CBI Credit Line to Protect  Shadow Banks’ Depositors
CBI Credit Line to Protect  Shadow Banks’ Depositors

The Central Bank of Iran is bound to protect people’s investments and in line with that, the bank has so far paid 22 trillion rials ($586.6 million) from its resources to Samen al-Hojaj Credit Institution depositors and has guaranteed to pay another 22 trillion rials ($586.6 million) in the future for the merged institution, the CBI governor said. “Concerning the insolvent Fereshtegan Credit Institution’s depositors, CBI has also designated credit line in order to shorten the process of reimbursing customers’ money,” Valiollah Seif was quoted by IRNA as saying.

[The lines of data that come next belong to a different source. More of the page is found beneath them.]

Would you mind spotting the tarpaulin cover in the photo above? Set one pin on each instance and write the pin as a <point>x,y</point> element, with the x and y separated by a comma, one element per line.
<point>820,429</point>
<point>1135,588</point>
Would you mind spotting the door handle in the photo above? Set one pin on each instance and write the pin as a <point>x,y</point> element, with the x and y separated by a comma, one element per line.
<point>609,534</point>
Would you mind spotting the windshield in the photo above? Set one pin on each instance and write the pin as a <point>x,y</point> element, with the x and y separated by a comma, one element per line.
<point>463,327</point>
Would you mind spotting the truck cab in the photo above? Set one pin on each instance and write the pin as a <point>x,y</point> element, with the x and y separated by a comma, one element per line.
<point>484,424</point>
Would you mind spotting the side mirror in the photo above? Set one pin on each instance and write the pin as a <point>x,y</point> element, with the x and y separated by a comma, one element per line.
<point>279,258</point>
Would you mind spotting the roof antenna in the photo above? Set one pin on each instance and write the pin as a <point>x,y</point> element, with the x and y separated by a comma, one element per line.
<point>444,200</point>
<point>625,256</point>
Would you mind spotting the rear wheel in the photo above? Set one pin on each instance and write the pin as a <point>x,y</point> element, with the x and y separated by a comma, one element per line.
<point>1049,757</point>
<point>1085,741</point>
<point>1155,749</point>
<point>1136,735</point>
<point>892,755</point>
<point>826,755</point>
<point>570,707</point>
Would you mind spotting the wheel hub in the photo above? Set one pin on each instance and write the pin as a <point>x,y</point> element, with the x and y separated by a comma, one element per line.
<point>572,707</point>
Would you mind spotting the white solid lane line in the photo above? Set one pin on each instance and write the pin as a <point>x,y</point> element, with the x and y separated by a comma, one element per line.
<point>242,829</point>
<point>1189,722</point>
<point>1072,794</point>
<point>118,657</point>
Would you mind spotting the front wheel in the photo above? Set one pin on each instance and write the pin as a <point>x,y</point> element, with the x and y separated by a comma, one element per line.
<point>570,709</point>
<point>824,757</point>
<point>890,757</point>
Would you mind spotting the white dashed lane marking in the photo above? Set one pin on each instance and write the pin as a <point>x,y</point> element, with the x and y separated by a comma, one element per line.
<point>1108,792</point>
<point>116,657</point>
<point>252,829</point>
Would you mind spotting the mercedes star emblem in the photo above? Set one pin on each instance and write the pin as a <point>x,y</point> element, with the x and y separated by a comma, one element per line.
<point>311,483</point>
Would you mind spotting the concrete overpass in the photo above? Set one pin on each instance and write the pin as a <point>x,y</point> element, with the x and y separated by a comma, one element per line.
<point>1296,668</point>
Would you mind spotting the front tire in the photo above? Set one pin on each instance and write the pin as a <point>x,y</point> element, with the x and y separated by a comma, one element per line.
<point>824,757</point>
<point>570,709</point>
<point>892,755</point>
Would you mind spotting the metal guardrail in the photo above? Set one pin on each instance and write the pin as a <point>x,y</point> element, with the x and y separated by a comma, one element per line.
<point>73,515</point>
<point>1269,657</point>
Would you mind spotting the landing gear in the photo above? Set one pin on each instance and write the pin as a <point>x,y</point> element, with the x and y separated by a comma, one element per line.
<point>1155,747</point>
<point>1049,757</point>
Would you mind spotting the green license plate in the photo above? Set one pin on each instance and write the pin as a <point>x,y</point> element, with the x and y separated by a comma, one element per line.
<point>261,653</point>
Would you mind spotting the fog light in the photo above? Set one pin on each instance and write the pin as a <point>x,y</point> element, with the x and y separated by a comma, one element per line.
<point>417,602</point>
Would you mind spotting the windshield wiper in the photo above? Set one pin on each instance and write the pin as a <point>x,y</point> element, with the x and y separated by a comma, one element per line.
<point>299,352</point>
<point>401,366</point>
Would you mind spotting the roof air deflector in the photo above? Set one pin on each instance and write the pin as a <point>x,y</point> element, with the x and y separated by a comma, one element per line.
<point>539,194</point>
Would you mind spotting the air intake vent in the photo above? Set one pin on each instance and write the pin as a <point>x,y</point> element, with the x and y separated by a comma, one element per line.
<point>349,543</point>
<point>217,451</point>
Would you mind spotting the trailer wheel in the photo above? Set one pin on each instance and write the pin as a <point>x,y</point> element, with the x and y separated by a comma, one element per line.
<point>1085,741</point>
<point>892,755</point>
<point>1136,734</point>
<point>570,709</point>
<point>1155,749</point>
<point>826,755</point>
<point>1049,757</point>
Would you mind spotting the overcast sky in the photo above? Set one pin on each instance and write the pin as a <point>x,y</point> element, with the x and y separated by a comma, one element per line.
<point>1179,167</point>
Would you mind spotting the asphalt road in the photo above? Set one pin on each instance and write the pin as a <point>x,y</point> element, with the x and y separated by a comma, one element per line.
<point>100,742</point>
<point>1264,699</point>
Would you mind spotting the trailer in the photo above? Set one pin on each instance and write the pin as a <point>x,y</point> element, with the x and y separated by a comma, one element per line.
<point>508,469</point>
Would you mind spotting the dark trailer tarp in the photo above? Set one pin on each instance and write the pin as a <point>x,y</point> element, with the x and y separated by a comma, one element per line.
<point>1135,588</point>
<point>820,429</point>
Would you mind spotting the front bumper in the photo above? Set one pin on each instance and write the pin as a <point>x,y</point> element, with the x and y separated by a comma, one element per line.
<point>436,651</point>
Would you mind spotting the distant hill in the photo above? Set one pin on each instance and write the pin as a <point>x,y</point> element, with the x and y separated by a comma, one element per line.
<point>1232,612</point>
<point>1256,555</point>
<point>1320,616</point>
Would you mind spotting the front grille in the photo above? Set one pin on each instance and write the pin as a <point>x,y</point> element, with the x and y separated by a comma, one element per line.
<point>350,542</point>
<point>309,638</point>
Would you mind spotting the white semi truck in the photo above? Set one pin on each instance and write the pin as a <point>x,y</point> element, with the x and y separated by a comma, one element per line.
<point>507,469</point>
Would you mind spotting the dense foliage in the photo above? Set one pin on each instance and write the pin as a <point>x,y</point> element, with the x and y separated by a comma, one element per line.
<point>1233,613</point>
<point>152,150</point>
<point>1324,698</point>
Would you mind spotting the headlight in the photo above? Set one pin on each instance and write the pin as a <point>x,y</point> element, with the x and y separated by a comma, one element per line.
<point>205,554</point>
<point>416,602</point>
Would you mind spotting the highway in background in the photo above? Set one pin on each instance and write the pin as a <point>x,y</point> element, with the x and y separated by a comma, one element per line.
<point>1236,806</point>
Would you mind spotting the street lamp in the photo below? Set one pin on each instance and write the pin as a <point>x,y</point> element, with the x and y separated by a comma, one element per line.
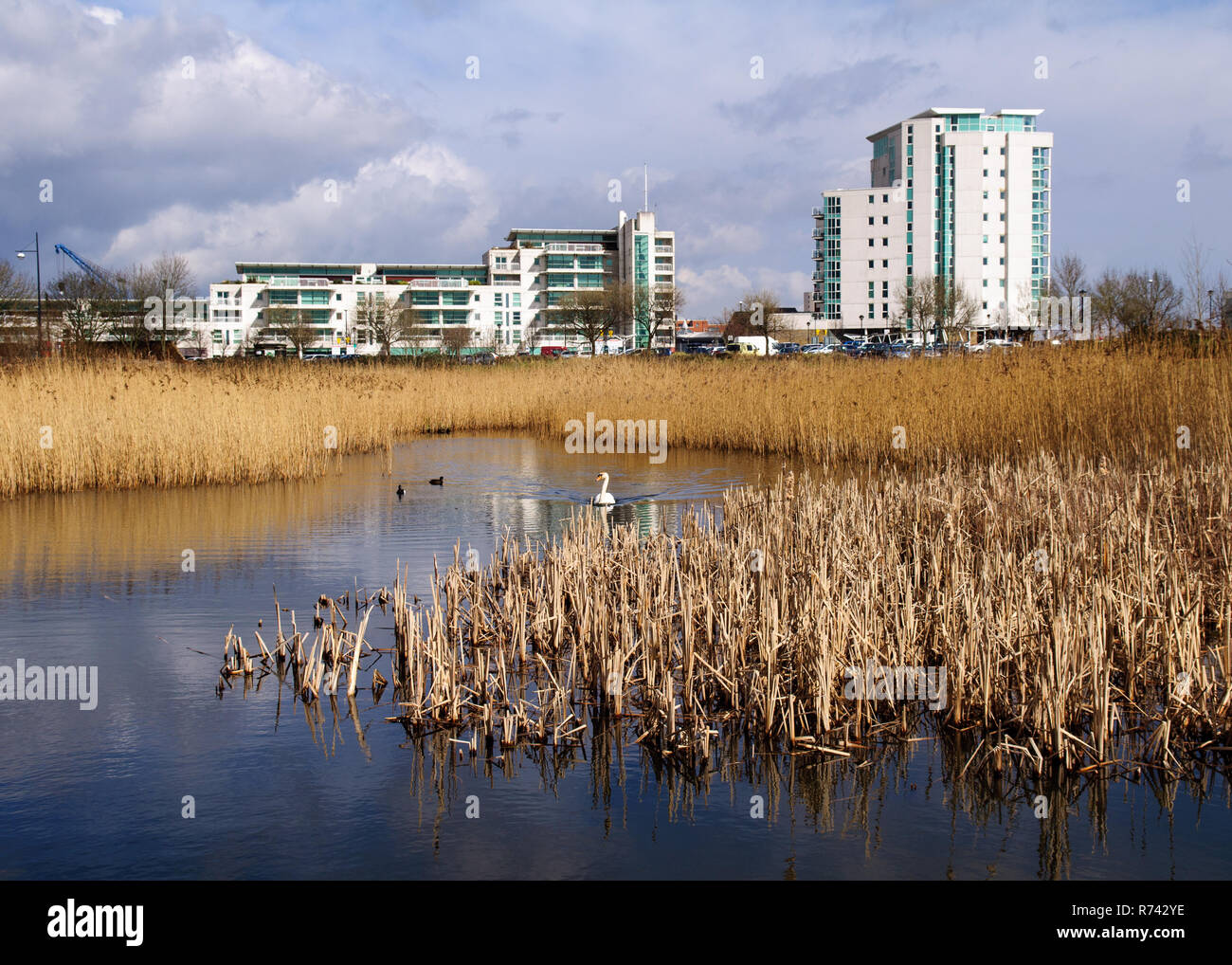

He emphasized that these payments are based on the value of the available assets of the institutions and that CBI cannot just allocate resources without providing support for it or else it would increase the liquidity and lead to higher inflation.

 CBI announced in May that the customers of the Fereshtegan Credit Institution will be gradually reimbursed by Caspian Credit Institution, a certified credit institution formed through the merger of several such institutions and cooperatives based in Khorasan Razavi Province, including Fereshtegan, Ferdowsi, Badr Toos and Al-Zahra. The merger came as part of CBI’s efforts to organize uncertified credit institutions, some of which have gone bust.

Depositors with a maximum 100 million rials ($2,653) would be prioritized by Caspian, which has been asked to attend to other clients as well as in coordination with CBI and the judiciary.

Seif also noted that CBI’s goal is to protect people’s deposits by all means. Therefore all the dissolved credit institutions’ available assets and those that will be identified later belong to their depositors and “if there is any shortfall, the institutions’ shareholders will be held accountable”.

He noted that the uncertified credit institutions are a legacy from previous governments, when the Law Enforcement Forces, and the Ministry of Cooperatives, Labor and Social Welfare licensed these institutions to operate while no one thought of the problems they could cause for the market and banking system.  

Unlicensed institutions had made it difficult for the CBI to balance interest rates within the legal network because deposit rates offered by these institutions were always higher and had created grounds for money laundering. Eventually, many of them became bankrupt due to inefficient management and heavy investment in real-estate projects.